— Я его знаю…
Андонис задал ему обычные вопросы — возраст, место жительства, специальность — и записал ответы. Фанис отвечал, не спуская глаз со станков, словно его ответы предназначались им.
— Ну, Фанис, — спросил ободряющим тоном Андонис, — как ты думаешь, будет война?
— Это не имеет отношения к ткачеству, — сказал Фанис.
— Отвечай, раз тебя спрашивают, у него свой расчет, — вмешался Евтихис.
— Мне интересно знать твое мнение, — объяснил Андонис.
— Это мое личное дело.
— Почему ты не отвечаешь?
— Не хочу.
Подойдя к нему вплотную, Евтихис уставился на него, как на какую-то диковину. Чего он заупрямился? Евтихис потрогал рукой его лоб, точно имел дело с больным.
— Разве ты не просил сам у господина Андониса работу, не говорил ему, будто ты присучальщик? Что с тобой стряслось, почему ты не отвечаешь?

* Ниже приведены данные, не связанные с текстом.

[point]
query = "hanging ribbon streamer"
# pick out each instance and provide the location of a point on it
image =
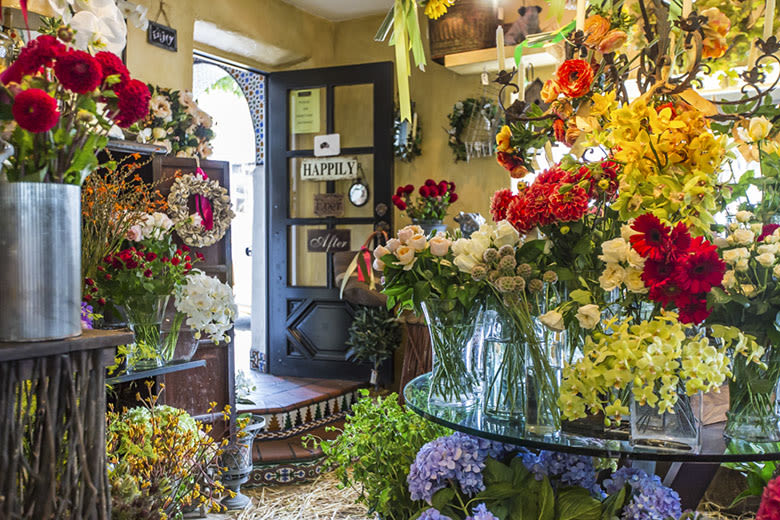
(203, 205)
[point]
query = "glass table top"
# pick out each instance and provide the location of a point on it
(471, 420)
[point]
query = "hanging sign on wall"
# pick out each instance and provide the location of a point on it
(328, 169)
(305, 111)
(328, 240)
(162, 36)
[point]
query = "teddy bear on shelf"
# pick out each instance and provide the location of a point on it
(527, 24)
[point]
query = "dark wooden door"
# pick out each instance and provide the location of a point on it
(307, 322)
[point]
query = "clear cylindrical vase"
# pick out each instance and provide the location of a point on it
(504, 371)
(679, 429)
(453, 377)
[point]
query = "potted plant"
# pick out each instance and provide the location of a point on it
(58, 104)
(430, 207)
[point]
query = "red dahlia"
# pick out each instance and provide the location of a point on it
(702, 269)
(35, 110)
(574, 78)
(499, 204)
(652, 237)
(79, 71)
(770, 501)
(133, 102)
(112, 65)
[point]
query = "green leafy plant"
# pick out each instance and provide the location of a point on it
(377, 446)
(373, 336)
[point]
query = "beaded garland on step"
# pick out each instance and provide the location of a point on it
(192, 231)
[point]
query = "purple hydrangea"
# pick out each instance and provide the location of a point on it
(651, 500)
(86, 316)
(570, 470)
(481, 513)
(458, 457)
(432, 514)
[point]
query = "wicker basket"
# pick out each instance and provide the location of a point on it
(468, 25)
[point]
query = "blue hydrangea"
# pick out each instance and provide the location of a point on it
(569, 470)
(650, 500)
(481, 513)
(458, 457)
(432, 514)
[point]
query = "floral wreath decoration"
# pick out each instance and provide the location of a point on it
(195, 230)
(459, 118)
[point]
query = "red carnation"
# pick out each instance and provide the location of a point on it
(79, 71)
(35, 110)
(569, 206)
(767, 230)
(692, 307)
(574, 78)
(112, 65)
(652, 236)
(499, 204)
(133, 102)
(701, 270)
(770, 501)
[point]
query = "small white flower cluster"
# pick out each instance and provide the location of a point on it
(152, 225)
(741, 246)
(208, 305)
(410, 241)
(623, 264)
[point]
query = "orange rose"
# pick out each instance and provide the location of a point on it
(596, 27)
(550, 91)
(503, 139)
(574, 78)
(613, 41)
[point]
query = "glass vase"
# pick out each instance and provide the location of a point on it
(504, 367)
(453, 376)
(144, 317)
(678, 430)
(753, 409)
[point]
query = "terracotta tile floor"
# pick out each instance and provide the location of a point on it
(276, 394)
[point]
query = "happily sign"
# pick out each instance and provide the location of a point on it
(328, 169)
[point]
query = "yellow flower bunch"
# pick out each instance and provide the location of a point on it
(670, 161)
(656, 360)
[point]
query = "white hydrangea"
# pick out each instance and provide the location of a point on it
(208, 305)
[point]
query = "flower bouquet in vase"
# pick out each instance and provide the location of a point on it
(420, 275)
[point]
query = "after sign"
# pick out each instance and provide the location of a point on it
(162, 36)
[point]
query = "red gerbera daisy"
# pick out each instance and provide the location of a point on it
(35, 110)
(652, 236)
(79, 71)
(702, 269)
(692, 307)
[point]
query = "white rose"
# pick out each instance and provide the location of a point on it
(612, 277)
(730, 279)
(766, 259)
(465, 263)
(553, 320)
(381, 251)
(440, 246)
(731, 256)
(614, 251)
(505, 234)
(393, 244)
(418, 242)
(634, 282)
(405, 234)
(406, 258)
(743, 236)
(589, 315)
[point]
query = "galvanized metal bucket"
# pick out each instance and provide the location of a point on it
(40, 261)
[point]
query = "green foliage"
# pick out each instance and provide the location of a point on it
(373, 336)
(375, 450)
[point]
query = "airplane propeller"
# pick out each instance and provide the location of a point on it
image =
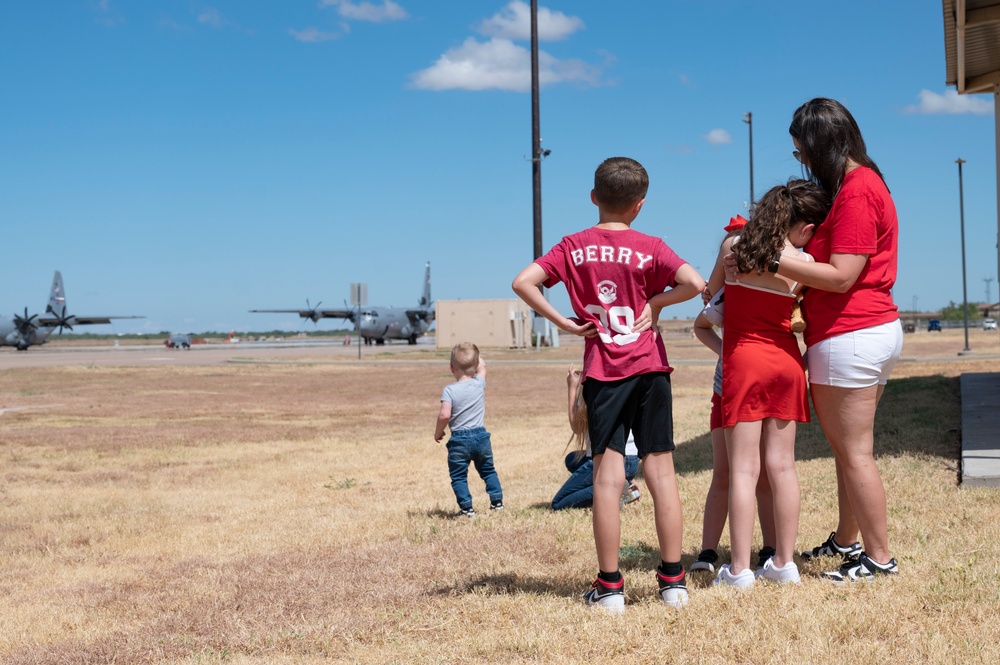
(26, 324)
(64, 321)
(313, 314)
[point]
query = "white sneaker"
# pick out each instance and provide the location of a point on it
(787, 574)
(744, 579)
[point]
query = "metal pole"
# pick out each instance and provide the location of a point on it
(961, 218)
(748, 118)
(996, 138)
(536, 134)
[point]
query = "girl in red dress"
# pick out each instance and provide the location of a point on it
(763, 376)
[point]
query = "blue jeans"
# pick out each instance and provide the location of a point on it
(578, 490)
(472, 445)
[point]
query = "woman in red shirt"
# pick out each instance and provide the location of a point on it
(853, 335)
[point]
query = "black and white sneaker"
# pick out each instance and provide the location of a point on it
(706, 561)
(607, 595)
(673, 589)
(831, 548)
(762, 557)
(861, 568)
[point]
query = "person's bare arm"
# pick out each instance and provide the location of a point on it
(706, 334)
(689, 284)
(526, 285)
(572, 386)
(838, 276)
(443, 416)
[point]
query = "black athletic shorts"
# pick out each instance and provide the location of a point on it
(639, 404)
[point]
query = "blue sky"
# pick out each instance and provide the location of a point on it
(189, 161)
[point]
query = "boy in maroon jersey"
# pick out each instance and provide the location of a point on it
(617, 279)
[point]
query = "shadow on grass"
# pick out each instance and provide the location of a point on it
(917, 415)
(637, 558)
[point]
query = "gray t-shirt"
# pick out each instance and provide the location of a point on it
(468, 403)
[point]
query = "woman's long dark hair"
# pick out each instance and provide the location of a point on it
(828, 135)
(763, 238)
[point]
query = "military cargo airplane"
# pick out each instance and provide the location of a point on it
(178, 341)
(25, 331)
(377, 323)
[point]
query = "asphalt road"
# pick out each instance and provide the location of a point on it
(108, 355)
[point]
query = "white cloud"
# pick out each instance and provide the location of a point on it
(499, 64)
(718, 137)
(211, 17)
(314, 35)
(514, 22)
(950, 103)
(367, 11)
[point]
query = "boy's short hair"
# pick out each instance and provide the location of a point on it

— Если бы ты спросил меня по-дружески и не здесь, а вот, к примеру, сидели бы мы с тобой в кофейне, я бы ответил… А сюда я пришел наниматься на работу…
— Евтихис, оставь его в покое, — сказал Андонис. — Я вполне удовлетворен.
Но Евтихис не унимался:
— Ты же побывал за решеткой. Правда ведь? Я смекнул, когда ты, подогнув под себя ноги, сидел на полу у меня в комнате. За что тебя посадили?
Фанис молчал. Евтихис настаивал:
— Скажи, сидел ты в тюрьме или нет?
Снова последовало молчание. Глаза у Фаниса налились кровью, казалось, вот-вот из них брызнут кровавые слезы. Евтихис не отступал.
— На допросах я не отвечаю, — резко проговорил Фанис.